MALUKU Raya (Provinsi Maluku dan Maluku Utara) adalah rumah bagi laut biru yang tak bertepi, hutan tropis rimbun, dan perut bumi yang menyimpan emas, nikel, hingga migas. Di atas kertas, inilah negeri kaya raya.
Namun, siapa pun yang berkunjung ke desa-desa kecil di Pulau Buru atau Halmahera dan banyak pulau lainnya di Maluku Raya, akan tahu: realitas tak selalu seindah catatan angka.
Banyak keluarga masih hidup pas-pasan —kalau tak mau disebut miskin—anak-anak di berbagai pelosok Maluku Raya harus berjalan jauh untuk bisa sekolah, dan akses kesehatan kerap terbatas.
Data BPS Maluku (Maret 2025) memang menunjukkan angka kemiskinan menurun menjadi 15,38 persen, dengan 287.000 jiwa penduduk miskin.

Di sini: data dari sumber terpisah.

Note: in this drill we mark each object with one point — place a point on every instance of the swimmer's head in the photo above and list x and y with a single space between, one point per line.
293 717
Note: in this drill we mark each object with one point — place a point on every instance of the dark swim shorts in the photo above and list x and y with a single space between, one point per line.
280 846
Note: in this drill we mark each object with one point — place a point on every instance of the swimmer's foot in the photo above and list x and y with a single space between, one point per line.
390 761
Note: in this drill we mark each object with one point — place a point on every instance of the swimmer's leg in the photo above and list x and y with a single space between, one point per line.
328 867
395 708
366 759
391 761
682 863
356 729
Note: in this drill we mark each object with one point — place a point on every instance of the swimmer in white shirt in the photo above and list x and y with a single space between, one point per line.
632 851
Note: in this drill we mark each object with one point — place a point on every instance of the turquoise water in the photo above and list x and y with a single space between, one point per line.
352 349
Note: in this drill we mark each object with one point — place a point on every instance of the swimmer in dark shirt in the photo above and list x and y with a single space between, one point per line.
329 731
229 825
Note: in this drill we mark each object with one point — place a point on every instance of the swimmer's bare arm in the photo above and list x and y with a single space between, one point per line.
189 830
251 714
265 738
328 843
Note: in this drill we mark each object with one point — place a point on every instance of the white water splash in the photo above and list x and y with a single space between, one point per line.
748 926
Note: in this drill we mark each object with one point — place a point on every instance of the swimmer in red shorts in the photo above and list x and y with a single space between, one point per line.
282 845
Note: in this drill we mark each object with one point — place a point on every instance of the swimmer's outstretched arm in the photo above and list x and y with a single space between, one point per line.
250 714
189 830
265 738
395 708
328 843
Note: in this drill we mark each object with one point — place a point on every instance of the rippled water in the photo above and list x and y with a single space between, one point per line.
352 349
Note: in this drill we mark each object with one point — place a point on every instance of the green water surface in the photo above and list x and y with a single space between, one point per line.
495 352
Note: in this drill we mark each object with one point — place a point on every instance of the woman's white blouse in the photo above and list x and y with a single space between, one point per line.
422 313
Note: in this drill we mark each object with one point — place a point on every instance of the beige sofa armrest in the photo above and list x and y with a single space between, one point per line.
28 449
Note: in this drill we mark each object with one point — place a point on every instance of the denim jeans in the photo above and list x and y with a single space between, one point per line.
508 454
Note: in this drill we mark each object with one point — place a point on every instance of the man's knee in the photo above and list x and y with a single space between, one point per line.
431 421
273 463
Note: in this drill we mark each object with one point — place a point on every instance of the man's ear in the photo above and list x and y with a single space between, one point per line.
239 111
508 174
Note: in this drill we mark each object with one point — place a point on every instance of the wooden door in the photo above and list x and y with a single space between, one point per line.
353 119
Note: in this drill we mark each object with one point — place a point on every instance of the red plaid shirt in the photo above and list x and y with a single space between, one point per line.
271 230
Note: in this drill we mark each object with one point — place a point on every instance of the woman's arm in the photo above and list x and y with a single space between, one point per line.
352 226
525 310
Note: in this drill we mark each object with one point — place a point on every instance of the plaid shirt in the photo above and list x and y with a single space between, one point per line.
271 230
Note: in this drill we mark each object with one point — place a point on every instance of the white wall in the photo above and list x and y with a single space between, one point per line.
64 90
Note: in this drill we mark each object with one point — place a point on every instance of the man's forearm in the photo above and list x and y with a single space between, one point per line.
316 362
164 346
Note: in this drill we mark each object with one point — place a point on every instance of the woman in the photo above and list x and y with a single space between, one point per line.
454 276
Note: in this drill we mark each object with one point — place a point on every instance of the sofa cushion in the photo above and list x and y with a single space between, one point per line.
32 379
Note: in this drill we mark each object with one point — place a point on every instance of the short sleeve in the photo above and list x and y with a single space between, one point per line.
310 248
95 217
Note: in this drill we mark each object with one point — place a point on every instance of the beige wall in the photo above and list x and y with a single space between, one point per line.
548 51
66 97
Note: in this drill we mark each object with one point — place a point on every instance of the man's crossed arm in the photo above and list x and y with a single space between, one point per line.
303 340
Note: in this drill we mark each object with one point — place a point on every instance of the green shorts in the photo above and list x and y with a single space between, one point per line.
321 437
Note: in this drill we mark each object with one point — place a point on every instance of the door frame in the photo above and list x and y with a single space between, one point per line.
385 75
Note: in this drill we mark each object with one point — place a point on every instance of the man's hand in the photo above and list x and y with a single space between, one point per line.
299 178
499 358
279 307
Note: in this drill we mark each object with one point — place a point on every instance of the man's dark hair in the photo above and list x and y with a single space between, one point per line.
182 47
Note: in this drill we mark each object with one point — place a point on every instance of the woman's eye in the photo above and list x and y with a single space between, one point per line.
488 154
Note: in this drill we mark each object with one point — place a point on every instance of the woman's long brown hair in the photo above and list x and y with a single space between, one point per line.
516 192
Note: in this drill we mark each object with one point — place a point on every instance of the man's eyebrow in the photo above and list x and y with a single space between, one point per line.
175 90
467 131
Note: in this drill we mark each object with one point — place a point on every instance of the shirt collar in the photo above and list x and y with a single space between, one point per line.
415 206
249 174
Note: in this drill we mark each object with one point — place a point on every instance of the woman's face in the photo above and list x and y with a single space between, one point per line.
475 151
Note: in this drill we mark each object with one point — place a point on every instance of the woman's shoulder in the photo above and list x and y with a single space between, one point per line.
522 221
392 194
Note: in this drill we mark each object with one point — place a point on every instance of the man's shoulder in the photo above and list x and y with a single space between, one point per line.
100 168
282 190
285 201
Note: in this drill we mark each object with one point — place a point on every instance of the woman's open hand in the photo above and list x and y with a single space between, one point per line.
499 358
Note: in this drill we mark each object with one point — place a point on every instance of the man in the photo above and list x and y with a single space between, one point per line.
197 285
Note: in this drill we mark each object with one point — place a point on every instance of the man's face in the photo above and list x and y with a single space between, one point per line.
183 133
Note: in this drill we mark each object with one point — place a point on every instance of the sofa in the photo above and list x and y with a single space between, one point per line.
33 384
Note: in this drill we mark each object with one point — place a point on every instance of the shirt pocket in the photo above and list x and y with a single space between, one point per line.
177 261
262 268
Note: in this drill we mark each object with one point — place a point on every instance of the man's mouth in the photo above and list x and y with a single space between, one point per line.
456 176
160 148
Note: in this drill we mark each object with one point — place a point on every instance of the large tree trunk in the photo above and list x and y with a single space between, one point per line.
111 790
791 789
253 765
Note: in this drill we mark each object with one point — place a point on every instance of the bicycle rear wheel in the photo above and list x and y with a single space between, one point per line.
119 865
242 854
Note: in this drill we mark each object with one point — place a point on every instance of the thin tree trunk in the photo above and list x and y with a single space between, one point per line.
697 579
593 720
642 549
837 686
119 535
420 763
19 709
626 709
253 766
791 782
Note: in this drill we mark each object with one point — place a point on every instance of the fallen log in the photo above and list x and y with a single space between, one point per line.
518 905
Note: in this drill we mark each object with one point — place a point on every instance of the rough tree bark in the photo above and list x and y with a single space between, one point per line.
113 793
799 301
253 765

Namun jika ditelisik, jurang masih lebar: di kota hanya 4,36 persen penduduk miskin, sementara di desa, negeri atau kampung-kampung dan dusun angkanya mencapai 24,61 persen.
Wilayah kaya sumber daya, tetapi warganya banyak yang masih hidup dalam keterbatasan dan serba kekurangan—paradoks inilah yang masih terus membayangi Maluku Raya sejauh ini.
Di balik narasi pertumbuhan ekonomi, Maluku Raya juga menyimpan luka ekologis. Di Pulau Buru, aktivitas tambang emas meninggalkan jejak panjang: hutan rusak, air tercemar, dan masyarakat adat kehilangan ruang hidup.
Sementara d Halmahera Tengah, industri nikel berkembang cepat dengan dalih memasok kebutuhan energi hijau dunia. Namun, yang dirasakan warga lokal justru banjir besar, air sungai keruh, dan laut yang tak lagi ramah untuk nelayan.
Baca juga: Noel dan Godaan Para Aktivis
Data WALHI dan laporan lapangan menunjukkan hampir 38.000 hektar tanah Halmahera telah masuk izin tambang, ditambah hampir 45.000 hektar konsesi untuk industri nikel.
Kawasan hulu yang dulu menyerap air kini gundul, dan banjir bandang kerap menghantam desa pesisir.
Dalam satu tahun, 2.745 kasus ISPA tercatat hanya di satu Puskesmas sekitar tambang. Angka yang mencerminkan betapa lingkungan yang rusak langsung menghantam tubuh manusia yang rapuh.
Di White Paper berjudul “Sumber Daya Alam dan Lingkungan di Maluku Raya: Pengawasan Tambang dan Pengelolaan SDA secara Berkelanjutan” yang disusun oleh Moluccan Network dan Institute for Maluku Studies (Agustus 2025) menggambarkan betapa rapuhnya tata kelola SDA di Maluku.
Bukan hanya soal eksploitasi tambang yang minim pengawasan, tetapi juga ketimpangan sosial, serta ancaman terhadap kearifan lokal dan masa depan ekologis kita.
Inilah wajah nyata resource curse—kutukan sumber daya. Kekayaan alam yang seharusnya membawa berkah justru menimbulkan bencana sosial dan ekologis bagi masyarakat yang di dalamnya.
Maluku sebenarnya punya kearifan ekologis yang dikenal luas: sasi. Sebuah aturan adat yang mengatur kapan laut, sungai, atau hutan boleh diambil hasilnya.